The present invention relates to differential amplifier circuits, and in particular, to fully differential amplifier circuits with common mode feedback loops.
In many of today's complex electronic systems, reduction of noise is critical to achieving good circuit performance. One common technique is to use fully differential operational amplifiers to reduce sensitivity to power supply noise. Since both the input and output connections and signals are differential, a circuit is generally required to set the common mode of the output signal independently of the common mode of the input signal. This is often achieved by adding a common mode feedback loop that senses the output common mode and compares it to a desired value. The resulting common mode feedback error signal CMFB is fed back to the operational amplifier. Such a common mode loop also results in improvement in the power supply rejection ratio (PSRR). In most cases, the power supply noise is common mode in nature and, therefore, can be corrected by such a common mode loop configuration. Ideally, the differential and common mode signal paths will have similar open loop transfer functions thereby allowing the common mode loop to cancel noise introduced via the power supply connections.
However, in principal, this is often not true for at least two reasons. First, such a common mode loop usually requires an additional transfer function pole and needs to be compensated more heavily, thereby reducing its bandwidth.
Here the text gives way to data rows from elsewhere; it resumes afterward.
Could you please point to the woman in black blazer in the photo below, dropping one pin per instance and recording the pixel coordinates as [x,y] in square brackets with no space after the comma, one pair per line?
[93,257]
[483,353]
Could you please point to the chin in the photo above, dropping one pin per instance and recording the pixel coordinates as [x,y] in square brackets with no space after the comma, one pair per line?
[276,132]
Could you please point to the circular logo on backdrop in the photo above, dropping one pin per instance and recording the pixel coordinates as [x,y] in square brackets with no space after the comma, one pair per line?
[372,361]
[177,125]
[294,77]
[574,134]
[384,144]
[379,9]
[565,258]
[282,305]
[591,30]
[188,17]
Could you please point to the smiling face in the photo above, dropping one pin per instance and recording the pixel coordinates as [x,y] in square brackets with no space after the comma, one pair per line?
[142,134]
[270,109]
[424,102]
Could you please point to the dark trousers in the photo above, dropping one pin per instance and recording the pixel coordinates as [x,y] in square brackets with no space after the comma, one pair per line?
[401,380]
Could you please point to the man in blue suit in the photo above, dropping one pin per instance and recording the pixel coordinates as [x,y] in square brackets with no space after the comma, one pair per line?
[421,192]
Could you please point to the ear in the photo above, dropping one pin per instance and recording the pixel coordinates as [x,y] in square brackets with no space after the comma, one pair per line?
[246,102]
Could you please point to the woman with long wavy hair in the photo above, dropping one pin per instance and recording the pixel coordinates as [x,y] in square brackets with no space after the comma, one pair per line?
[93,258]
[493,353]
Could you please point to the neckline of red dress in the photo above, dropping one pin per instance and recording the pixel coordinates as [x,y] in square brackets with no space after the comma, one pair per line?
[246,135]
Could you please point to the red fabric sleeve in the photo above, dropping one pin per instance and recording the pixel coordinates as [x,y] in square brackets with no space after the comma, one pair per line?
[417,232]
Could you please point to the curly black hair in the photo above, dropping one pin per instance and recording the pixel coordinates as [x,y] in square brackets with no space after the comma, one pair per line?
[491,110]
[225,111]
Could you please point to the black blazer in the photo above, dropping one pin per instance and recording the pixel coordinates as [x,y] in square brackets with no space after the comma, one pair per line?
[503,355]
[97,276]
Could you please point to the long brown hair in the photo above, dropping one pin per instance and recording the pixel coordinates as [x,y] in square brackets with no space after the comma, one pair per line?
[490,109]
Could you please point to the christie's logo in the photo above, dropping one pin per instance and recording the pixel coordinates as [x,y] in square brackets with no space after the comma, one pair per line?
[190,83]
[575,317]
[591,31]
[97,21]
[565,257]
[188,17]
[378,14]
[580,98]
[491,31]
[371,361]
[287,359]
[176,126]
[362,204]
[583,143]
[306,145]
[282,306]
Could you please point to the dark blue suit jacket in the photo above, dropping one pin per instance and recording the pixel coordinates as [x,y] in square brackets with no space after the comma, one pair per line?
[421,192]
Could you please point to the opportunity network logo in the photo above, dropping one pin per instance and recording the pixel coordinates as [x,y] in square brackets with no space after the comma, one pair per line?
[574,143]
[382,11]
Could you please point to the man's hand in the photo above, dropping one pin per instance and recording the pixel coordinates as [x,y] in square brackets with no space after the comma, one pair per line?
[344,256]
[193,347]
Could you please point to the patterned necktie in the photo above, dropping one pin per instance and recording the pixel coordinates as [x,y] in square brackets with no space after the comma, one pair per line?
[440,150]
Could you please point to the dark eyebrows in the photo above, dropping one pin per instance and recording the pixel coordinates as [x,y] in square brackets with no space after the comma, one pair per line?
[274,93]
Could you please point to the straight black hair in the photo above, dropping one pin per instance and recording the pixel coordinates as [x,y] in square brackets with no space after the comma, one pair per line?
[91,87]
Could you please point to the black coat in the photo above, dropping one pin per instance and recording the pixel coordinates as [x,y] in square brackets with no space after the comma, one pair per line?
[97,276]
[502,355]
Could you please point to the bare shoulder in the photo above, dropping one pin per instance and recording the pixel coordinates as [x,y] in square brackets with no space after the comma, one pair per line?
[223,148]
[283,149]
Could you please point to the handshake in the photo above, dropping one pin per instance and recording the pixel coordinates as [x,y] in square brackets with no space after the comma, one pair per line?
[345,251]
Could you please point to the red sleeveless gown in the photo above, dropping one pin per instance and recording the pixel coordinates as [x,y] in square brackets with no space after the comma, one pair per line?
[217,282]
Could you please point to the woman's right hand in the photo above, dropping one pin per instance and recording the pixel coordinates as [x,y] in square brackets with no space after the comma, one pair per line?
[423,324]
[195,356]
Second, when a small common mode signal is applied somewhere inside the loop, it gets amplified by the operational amplifier and the now gained up signal appears at the gate electrodes of the pair of differential amplifier transistors. Since the loop is common mode, these transistors do not amplify the signal, but simply pass it on to the drain of the tail current source. This results in modulation of the voltage at the drain electrode of the tail current source, thereby causing a common mode signal of a polarity opposite to the applied disturbance to become injected into the first stage of the loop. This, in turn, causes a reduction in loop gain at lower frequencies (which is dominated by the channel conductance of the current source), plus an additional phase shift added to the loop transfer function thereby causing further problems in stabilizing the loop.